Unreinforced masonry is stone, brick, or cement construction that supports itself, without any other framing to add strength and reinforcement. For example, a building made of only bricks, mortar, and poured cement without any steel or wood frame for support, is unreinforced.

A brick wall with no steel frame will crack in an earthquake very quickly. When a steel frame reinforces a building, that building can flex more without damage. The ability of a structure to deform without being damaged is called ductility. If a wall can be temporarily deformed by the shaking of an earthquake without suffering significant breakage, that wall has a high degree of ductility.

When buying a house or building, it is essential to verify that the building is reinforced, especially if you live in an area that experiences earthquakes. The steel reinforcement that generally frames buildings is called rebar.

Interestingly, wood houses are generally the best-performing structures in earthquakes. Wood has a high degree of flexibility and ductility, so it can shake and move flexibly without breaking. Additionally, wood homes are often made almost entirely of wood, without cement or brick that can crack easily. Steel-framed buildings generally are made of cement or brick, so while the steel provides flexibility, the cement is fairly inflexible and breaks more easily under stress.
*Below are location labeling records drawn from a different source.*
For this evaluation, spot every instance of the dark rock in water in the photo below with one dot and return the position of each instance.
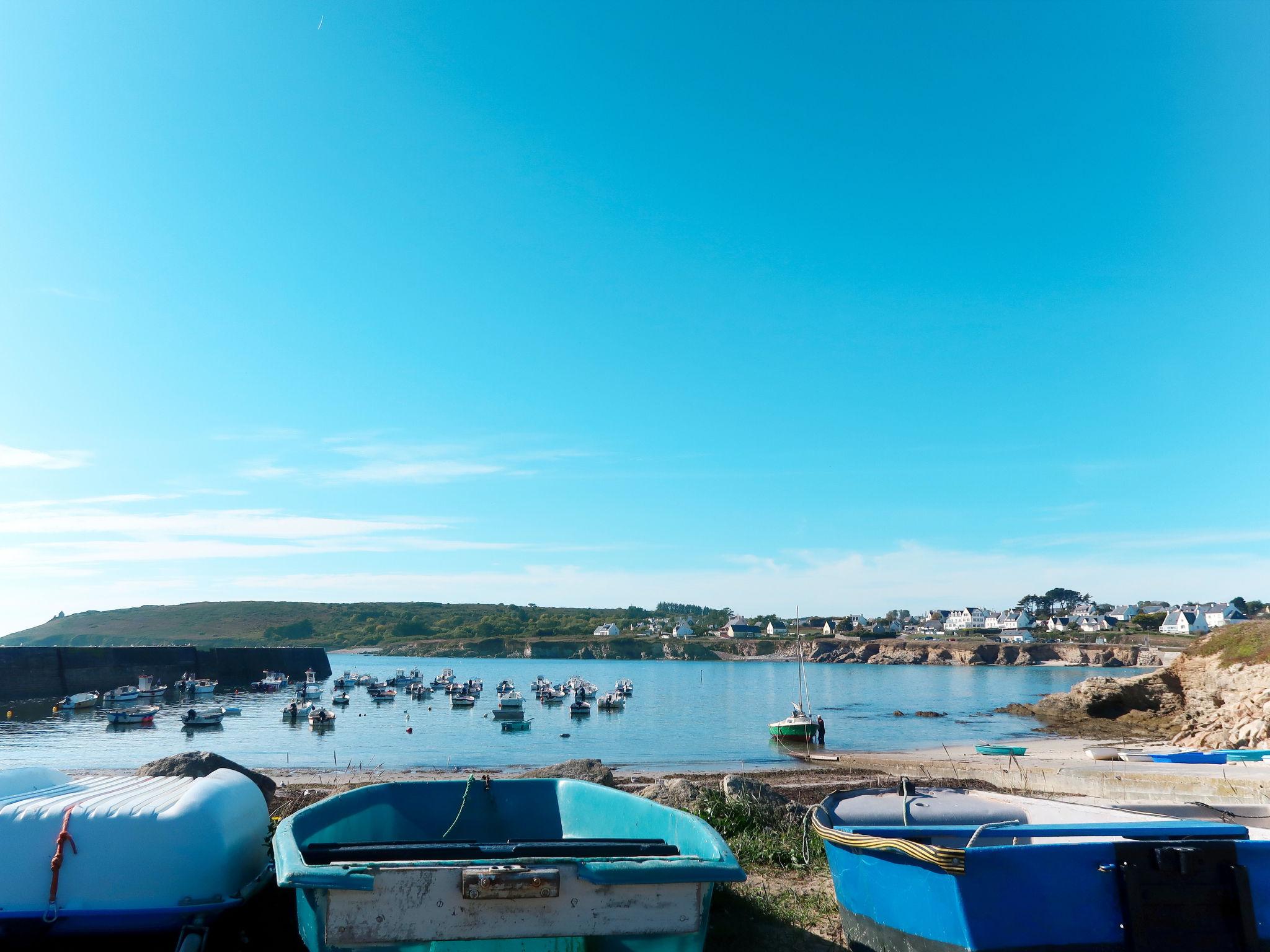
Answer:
(580, 770)
(200, 763)
(676, 791)
(1016, 708)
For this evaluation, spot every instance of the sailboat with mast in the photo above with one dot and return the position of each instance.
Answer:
(799, 725)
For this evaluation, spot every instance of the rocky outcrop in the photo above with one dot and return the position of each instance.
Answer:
(200, 763)
(1202, 700)
(580, 770)
(958, 653)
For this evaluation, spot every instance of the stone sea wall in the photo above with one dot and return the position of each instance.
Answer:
(56, 672)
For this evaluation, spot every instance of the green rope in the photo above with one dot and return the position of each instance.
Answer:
(461, 805)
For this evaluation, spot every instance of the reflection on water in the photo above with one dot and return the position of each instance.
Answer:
(682, 714)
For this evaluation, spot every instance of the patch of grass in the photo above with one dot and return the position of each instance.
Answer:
(762, 834)
(1248, 643)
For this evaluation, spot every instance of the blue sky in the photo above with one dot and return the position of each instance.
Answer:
(849, 306)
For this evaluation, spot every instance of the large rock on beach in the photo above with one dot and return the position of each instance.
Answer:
(675, 791)
(200, 763)
(586, 769)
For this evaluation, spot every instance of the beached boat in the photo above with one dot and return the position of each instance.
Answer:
(1000, 751)
(929, 870)
(79, 702)
(1103, 753)
(219, 826)
(133, 715)
(613, 701)
(544, 866)
(1191, 757)
(799, 726)
(149, 687)
(207, 718)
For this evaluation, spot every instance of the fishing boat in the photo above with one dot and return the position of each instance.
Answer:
(310, 690)
(218, 826)
(536, 865)
(79, 702)
(133, 715)
(1000, 751)
(149, 687)
(296, 710)
(613, 701)
(272, 682)
(1191, 757)
(445, 679)
(930, 870)
(207, 718)
(801, 726)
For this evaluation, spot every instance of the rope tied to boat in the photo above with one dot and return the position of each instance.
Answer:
(64, 837)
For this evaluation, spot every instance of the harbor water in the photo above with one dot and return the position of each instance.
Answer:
(682, 715)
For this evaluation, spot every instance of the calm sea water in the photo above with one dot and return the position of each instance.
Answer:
(683, 714)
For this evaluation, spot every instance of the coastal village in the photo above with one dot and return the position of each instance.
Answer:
(1066, 617)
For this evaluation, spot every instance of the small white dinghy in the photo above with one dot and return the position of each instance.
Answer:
(219, 826)
(79, 702)
(207, 718)
(144, 714)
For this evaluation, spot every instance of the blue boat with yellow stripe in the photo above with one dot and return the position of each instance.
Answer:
(945, 870)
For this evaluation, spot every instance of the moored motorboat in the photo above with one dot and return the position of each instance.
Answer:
(79, 702)
(149, 687)
(535, 865)
(1095, 876)
(133, 715)
(219, 824)
(207, 718)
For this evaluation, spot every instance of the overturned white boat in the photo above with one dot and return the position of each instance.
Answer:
(218, 824)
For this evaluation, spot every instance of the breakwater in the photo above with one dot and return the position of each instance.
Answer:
(56, 672)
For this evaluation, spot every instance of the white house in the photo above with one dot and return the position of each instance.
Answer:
(1016, 619)
(1016, 635)
(1181, 622)
(962, 619)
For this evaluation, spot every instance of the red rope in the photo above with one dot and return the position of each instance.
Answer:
(64, 837)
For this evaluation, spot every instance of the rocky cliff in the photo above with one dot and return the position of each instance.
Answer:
(1206, 699)
(894, 651)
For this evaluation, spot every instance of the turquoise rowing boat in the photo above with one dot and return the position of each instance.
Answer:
(525, 865)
An experiment by the Portland Cement Company showed that wood and steel have similar levels of ductility, meaning they both can be deformed to a similar extent without suffering damage. In the Portland Cement Company’s tests, both wood and steel began to suffer damage when 3,500 pounds of force was applied, which surprisingly suggests that wood and steel have almost identical levels of ductility.

Though wood and steel are similar in this regard, there are many ways in which they differ. Tests suggest that wood is more durable than steel in the long run, but that steel withstands sudden shocks more effectively.
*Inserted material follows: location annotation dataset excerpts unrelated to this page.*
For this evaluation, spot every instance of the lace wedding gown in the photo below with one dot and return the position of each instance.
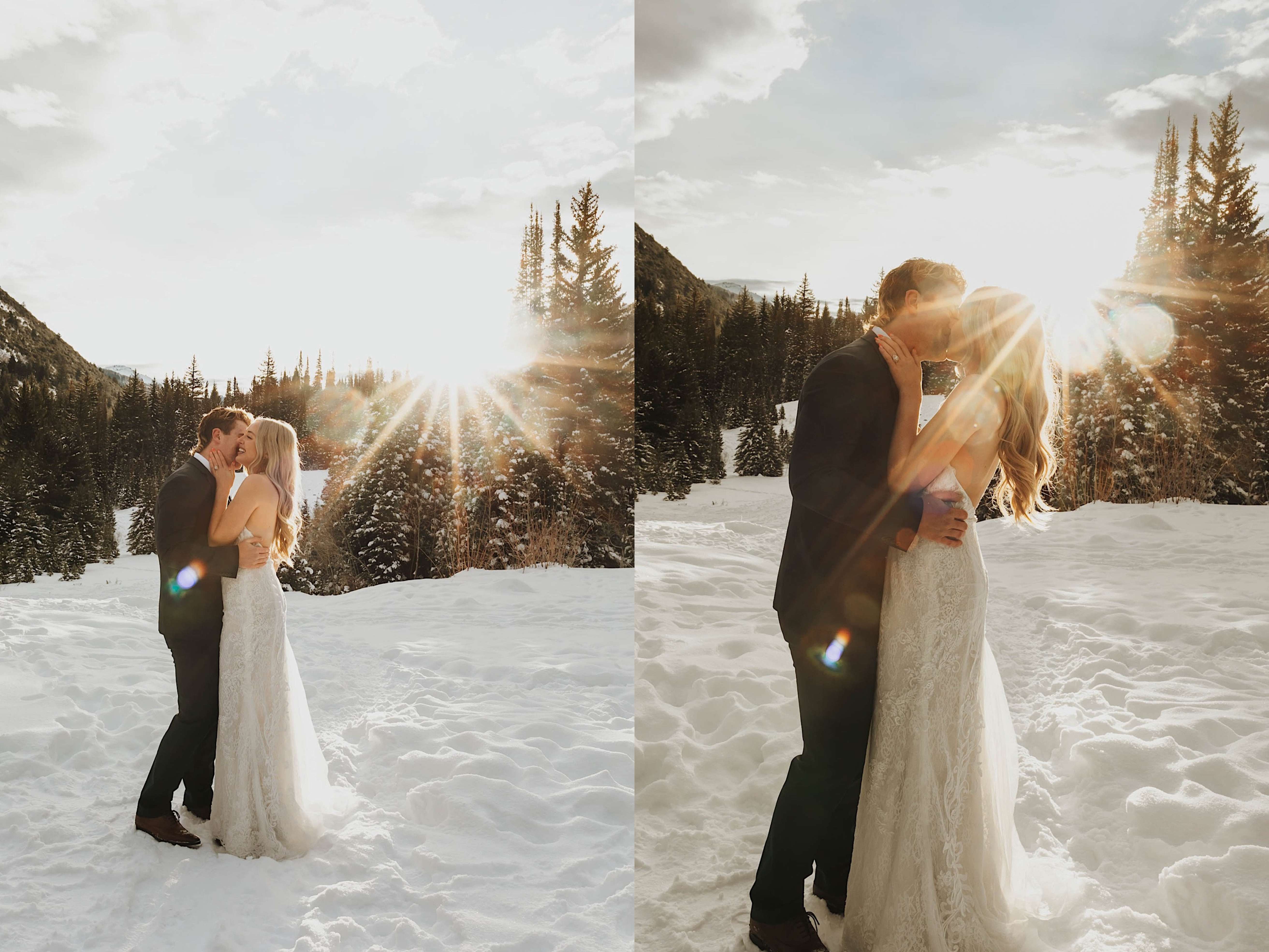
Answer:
(936, 850)
(271, 776)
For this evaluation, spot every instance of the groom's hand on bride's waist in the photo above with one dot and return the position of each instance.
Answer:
(942, 522)
(253, 553)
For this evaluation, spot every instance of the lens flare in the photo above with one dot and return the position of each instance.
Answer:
(187, 578)
(836, 649)
(1078, 337)
(1144, 333)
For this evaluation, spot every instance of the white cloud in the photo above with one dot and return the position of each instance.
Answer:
(551, 158)
(671, 197)
(1181, 88)
(30, 26)
(172, 64)
(1244, 25)
(574, 65)
(766, 179)
(27, 108)
(709, 51)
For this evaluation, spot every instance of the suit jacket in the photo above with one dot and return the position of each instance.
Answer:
(844, 516)
(182, 517)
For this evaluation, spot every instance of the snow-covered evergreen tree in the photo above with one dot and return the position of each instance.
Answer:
(757, 451)
(141, 532)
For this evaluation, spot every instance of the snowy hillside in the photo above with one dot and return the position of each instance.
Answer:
(485, 723)
(1134, 643)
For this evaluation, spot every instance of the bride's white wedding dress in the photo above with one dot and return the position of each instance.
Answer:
(936, 852)
(272, 789)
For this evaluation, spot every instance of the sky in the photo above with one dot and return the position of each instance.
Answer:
(781, 138)
(225, 177)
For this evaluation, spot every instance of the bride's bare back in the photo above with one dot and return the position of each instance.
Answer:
(976, 461)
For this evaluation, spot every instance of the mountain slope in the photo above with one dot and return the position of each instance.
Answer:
(662, 277)
(31, 350)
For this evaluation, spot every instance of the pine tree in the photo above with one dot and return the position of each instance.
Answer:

Earthquakes affect identical buildings in different ways, based on what type of ground the buildings are on, and on their respective heights. For example, a short building will suffer more damage if the earthquake’s shaking is high frequency (short and fast vibrational waves), while a tall building will suffer more damage if the quake’s shaking is low frequency (longer, slower waves of movement). To understand this, it’s useful to think of a massive ship that is unaffected by short, fast, small waves, while a tiny boat will be highly affected by these small, fast waves.

The performance of buildings in an earthquake can be highly unpredictable; however, masonry buildings without any reinforcement perform poorly in all types of earthquakes. When buying an old masonry building, or a condominium inside of one, verifying that it is reinforced masonry should be one of the first steps in your purchase.